Valuing Gold In A World Awash With Dollars

Saturday, July 28, 2018
By Paul Martin

by Alasdair Macleod via GoldMoney.com,
ZeroHedge.com
Sat, 07/28/2018

n this article I point to the pressures on the Fed to moderate monetary policy, but that will only affect the timing of the next cyclical credit crisis. That is going to happen anyway, triggered by the Fed or even a foreign central bank. In the very short term, a tendency to moderate monetary policy might allow the gold price to recover from its recent battering.

Unlike the last credit crisis when the dollar rose sharply in a general panic for safety, on the next crisis, the dollar is likely to fall substantially. The reason is that foreign ownership of dollar investments (typically in US Treasuries) appears greatly overextended, and an additional $4 trillion of liquidity is in the wrong (non-US) hands. This is likely to be unloaded during a general credit crisis, driving the dollar lower.

Domestically, in the next credit crisis the Fed is certain to support the banks, provide finance for a runaway government deficit and stabilise the private sector by injecting further liquidity into an economy already awash with dollars. Therefore, not only will the dollar fall on the foreign exchanges, but its purchasing power in the hands of American citizens seems certain to fall as well.

And finally, I demonstrate how fluctuations in the quantity of paper gold makes a nonsense of the conventional supply and demand approach to analysing and forecasting gold price trends. Futures and forward markets have deflected demand from physical metal, a situation that depends on confidence in the dollar as a stable currency being maintained. Only a marginal shift away from paper towards physical gold will undermine the whole paper-gold system.
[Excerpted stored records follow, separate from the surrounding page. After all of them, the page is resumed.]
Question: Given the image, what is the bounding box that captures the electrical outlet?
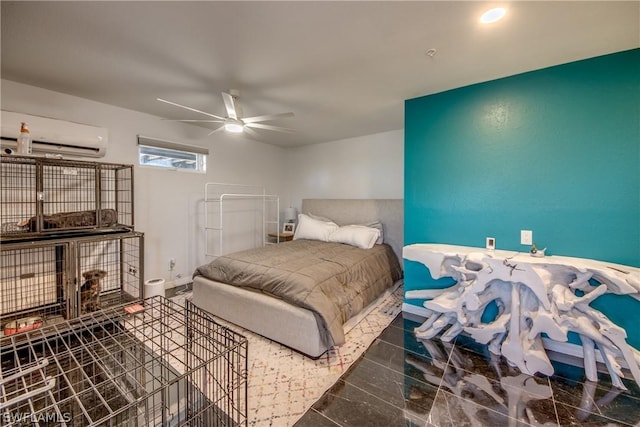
[520,230,533,245]
[485,237,496,251]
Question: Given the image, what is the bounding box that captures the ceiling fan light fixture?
[224,119,244,133]
[480,7,507,24]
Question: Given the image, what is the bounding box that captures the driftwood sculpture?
[403,244,640,389]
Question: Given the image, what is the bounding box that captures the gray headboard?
[302,199,404,265]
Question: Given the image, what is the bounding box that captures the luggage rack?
[0,297,247,427]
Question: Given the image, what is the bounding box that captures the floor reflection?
[296,314,640,427]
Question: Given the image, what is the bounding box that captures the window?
[138,135,209,173]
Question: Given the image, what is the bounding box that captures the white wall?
[1,80,287,288]
[284,130,404,211]
[0,80,404,288]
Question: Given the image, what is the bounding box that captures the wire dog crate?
[0,232,144,336]
[0,297,247,427]
[0,155,133,240]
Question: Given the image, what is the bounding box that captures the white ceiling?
[1,0,640,146]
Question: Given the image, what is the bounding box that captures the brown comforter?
[194,240,402,345]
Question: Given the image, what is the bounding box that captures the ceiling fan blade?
[222,92,238,119]
[242,112,294,123]
[207,125,224,136]
[156,98,224,120]
[160,119,224,123]
[244,123,295,133]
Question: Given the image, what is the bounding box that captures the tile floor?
[295,313,640,427]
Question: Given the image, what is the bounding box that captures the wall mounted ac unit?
[0,111,109,157]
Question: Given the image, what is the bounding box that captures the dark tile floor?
[296,313,640,427]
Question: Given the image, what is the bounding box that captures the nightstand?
[268,233,293,243]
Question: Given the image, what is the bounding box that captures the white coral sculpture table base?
[403,244,640,389]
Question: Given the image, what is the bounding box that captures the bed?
[193,199,403,357]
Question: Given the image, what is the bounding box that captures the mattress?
[194,240,402,347]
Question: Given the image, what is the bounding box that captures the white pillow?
[293,214,338,242]
[329,225,380,249]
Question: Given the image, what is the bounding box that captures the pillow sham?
[306,212,335,222]
[328,225,380,249]
[293,214,338,242]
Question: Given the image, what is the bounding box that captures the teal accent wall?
[404,49,640,347]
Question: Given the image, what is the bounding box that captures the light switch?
[520,230,533,245]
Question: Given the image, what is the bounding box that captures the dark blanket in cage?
[2,209,118,234]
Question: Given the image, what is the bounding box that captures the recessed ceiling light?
[480,7,507,24]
The journey to the next credit crisis

Recently the gold price has depended on the dollar’s cross-border flows. They in turn have been driven by market perceptions of increasing credit risks in emerging market currencies, and the Fed’s policy of normalising interest rates while other major central banks are still applying monetary stimulus. The result has been a stronger dollar on its trade-weighted basis and a weaker gold price.
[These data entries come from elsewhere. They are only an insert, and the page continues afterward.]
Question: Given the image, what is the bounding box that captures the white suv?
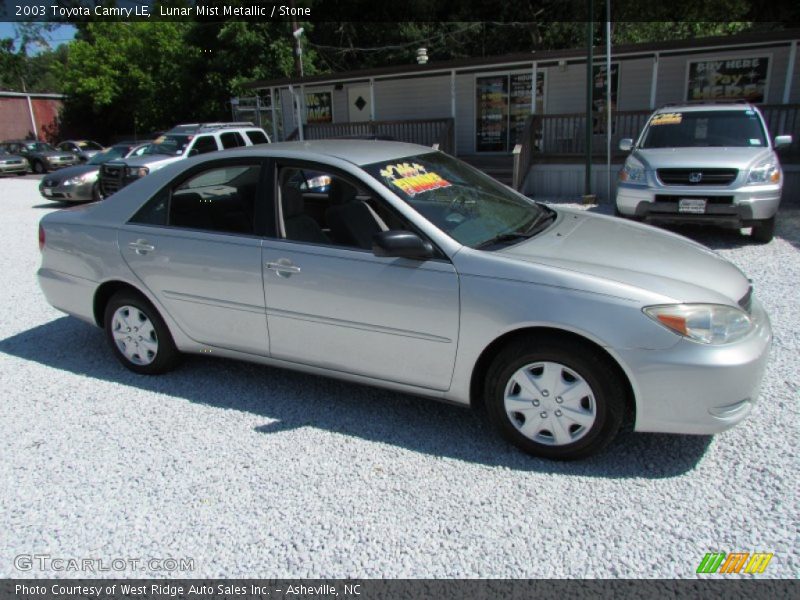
[99,122,270,197]
[616,103,792,243]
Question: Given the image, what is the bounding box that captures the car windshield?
[640,109,767,148]
[363,152,546,248]
[86,146,128,165]
[142,134,193,156]
[25,142,56,152]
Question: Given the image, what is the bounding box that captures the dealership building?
[232,30,800,199]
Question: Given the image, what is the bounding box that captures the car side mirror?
[372,229,433,260]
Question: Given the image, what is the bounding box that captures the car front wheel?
[485,336,626,460]
[105,291,180,375]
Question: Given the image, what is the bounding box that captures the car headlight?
[644,304,753,345]
[747,158,781,184]
[125,167,150,177]
[619,158,646,185]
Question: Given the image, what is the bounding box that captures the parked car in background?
[38,140,772,459]
[0,140,78,173]
[100,122,270,196]
[0,147,28,175]
[56,140,103,162]
[616,103,792,243]
[39,142,148,202]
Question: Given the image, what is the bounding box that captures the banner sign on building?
[306,92,333,123]
[686,56,769,103]
[475,72,544,152]
[475,75,508,152]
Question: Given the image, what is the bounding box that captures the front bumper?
[617,298,772,434]
[617,182,781,227]
[0,161,28,175]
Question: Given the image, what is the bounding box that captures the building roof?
[244,29,800,89]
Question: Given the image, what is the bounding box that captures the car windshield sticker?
[650,113,683,125]
[380,163,451,196]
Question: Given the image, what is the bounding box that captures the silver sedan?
[38,140,771,459]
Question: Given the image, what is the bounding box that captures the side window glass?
[278,167,403,251]
[168,165,261,235]
[219,131,245,150]
[130,188,170,225]
[189,135,217,156]
[245,129,269,146]
[130,165,261,235]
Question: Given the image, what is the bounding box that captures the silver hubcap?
[503,362,597,446]
[111,306,158,365]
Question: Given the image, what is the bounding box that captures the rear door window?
[191,135,219,155]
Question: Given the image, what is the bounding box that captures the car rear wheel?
[105,291,180,375]
[485,336,625,460]
[750,215,775,244]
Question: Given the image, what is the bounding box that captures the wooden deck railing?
[286,119,455,154]
[513,104,800,189]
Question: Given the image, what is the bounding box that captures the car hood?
[496,209,750,304]
[633,147,772,169]
[119,154,183,167]
[30,151,75,158]
[42,165,100,185]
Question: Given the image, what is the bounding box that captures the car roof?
[656,102,756,113]
[212,139,434,165]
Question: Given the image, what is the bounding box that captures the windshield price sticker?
[650,113,683,125]
[380,163,451,197]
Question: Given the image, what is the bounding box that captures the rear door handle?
[128,240,156,254]
[266,258,300,277]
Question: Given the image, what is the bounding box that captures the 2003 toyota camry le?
[38,140,771,459]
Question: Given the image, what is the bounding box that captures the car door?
[118,159,269,356]
[262,162,459,390]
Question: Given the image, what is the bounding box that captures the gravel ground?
[0,179,800,578]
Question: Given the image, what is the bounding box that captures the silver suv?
[616,103,792,243]
[99,122,270,197]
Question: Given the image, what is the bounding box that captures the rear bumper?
[618,299,772,434]
[617,183,781,227]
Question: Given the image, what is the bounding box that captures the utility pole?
[583,0,594,202]
[289,0,305,141]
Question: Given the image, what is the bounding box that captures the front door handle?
[266,258,300,277]
[128,240,156,254]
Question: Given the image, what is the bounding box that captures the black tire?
[484,335,626,460]
[103,290,180,375]
[750,215,775,244]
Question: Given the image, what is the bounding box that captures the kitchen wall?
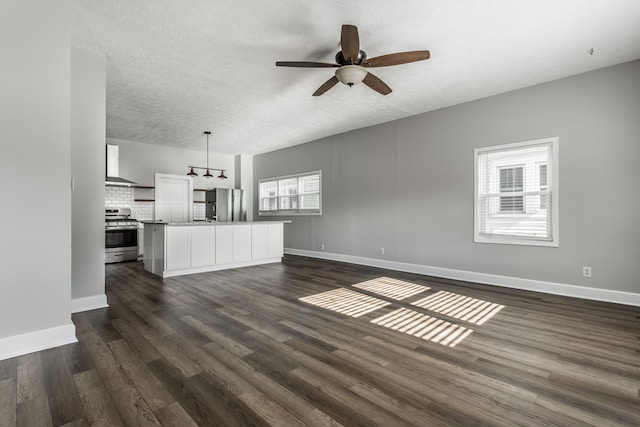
[0,0,76,359]
[254,61,640,305]
[105,138,235,220]
[71,48,107,311]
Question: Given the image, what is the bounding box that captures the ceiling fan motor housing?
[336,50,367,65]
[336,65,369,86]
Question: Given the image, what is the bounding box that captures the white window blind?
[258,171,322,215]
[474,138,558,246]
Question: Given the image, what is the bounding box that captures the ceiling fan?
[276,25,430,96]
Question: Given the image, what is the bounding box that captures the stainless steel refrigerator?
[205,188,247,222]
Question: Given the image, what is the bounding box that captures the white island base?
[144,221,286,277]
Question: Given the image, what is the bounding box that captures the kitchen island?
[143,221,290,277]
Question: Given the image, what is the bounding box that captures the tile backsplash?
[104,186,205,221]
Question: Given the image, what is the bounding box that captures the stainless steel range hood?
[104,144,137,187]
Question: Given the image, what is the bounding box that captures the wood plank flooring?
[0,256,640,427]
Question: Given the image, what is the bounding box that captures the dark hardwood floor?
[0,256,640,427]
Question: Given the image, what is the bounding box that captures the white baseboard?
[71,294,109,313]
[284,248,640,306]
[0,323,78,360]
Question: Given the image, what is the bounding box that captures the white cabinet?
[144,222,284,277]
[267,223,284,258]
[166,226,216,270]
[232,224,251,262]
[166,227,191,270]
[251,224,269,259]
[189,227,216,267]
[216,225,233,264]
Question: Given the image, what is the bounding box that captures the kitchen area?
[105,141,286,277]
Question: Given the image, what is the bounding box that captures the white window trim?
[473,137,560,247]
[258,170,322,216]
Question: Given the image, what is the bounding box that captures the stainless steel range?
[104,208,138,263]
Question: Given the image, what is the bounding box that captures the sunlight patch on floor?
[300,288,391,317]
[371,308,473,347]
[411,291,504,325]
[353,277,431,300]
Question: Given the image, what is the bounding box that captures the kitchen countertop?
[140,220,291,227]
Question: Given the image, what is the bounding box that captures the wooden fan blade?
[362,73,391,95]
[340,25,360,64]
[360,50,431,67]
[313,76,339,96]
[276,61,339,68]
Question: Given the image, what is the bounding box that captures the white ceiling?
[71,0,640,154]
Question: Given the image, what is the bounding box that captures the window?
[538,163,548,209]
[258,171,322,216]
[474,138,558,246]
[500,166,524,212]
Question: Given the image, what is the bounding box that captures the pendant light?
[202,130,213,178]
[187,130,227,179]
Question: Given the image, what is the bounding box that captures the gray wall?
[0,0,71,340]
[71,48,106,299]
[254,61,640,293]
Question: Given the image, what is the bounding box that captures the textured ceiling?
[71,0,640,154]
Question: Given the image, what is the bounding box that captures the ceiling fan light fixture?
[336,65,369,86]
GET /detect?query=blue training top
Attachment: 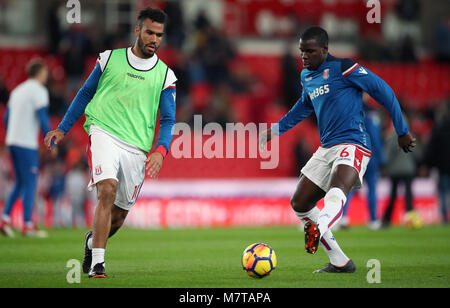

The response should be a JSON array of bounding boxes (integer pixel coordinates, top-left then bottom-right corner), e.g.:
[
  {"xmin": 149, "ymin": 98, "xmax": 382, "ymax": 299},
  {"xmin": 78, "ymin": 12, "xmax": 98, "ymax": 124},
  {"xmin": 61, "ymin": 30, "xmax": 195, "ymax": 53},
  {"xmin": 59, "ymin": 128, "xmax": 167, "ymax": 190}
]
[{"xmin": 272, "ymin": 54, "xmax": 409, "ymax": 150}]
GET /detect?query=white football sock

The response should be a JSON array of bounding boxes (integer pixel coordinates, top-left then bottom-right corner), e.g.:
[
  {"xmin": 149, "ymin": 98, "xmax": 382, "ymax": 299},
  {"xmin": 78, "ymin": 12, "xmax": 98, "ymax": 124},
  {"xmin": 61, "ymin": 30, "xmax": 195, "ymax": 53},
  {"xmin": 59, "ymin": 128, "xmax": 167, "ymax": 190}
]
[
  {"xmin": 91, "ymin": 248, "xmax": 105, "ymax": 268},
  {"xmin": 294, "ymin": 206, "xmax": 349, "ymax": 266},
  {"xmin": 317, "ymin": 187, "xmax": 347, "ymax": 235}
]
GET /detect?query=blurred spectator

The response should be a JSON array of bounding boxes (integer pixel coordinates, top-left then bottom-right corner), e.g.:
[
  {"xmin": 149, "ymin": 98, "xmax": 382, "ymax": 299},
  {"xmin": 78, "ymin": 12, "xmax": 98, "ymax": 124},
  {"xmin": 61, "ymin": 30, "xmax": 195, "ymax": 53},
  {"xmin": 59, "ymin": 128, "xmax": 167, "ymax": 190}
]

This is short-term. Long-term, there can be little doubt that the trend of a falling dollar measured in gold will continue, which has seen the dollar lose 97.5% of its purchasing power relative to gold over the last fifty years. We know this because it is official policy to maintain price inflation. While the long-term can take care of itself, we need to assess what is likely to happen in the next few years, particularly in the event of a mooted recession, and also the next credit and systemic crisis, which we know to be a periodic event.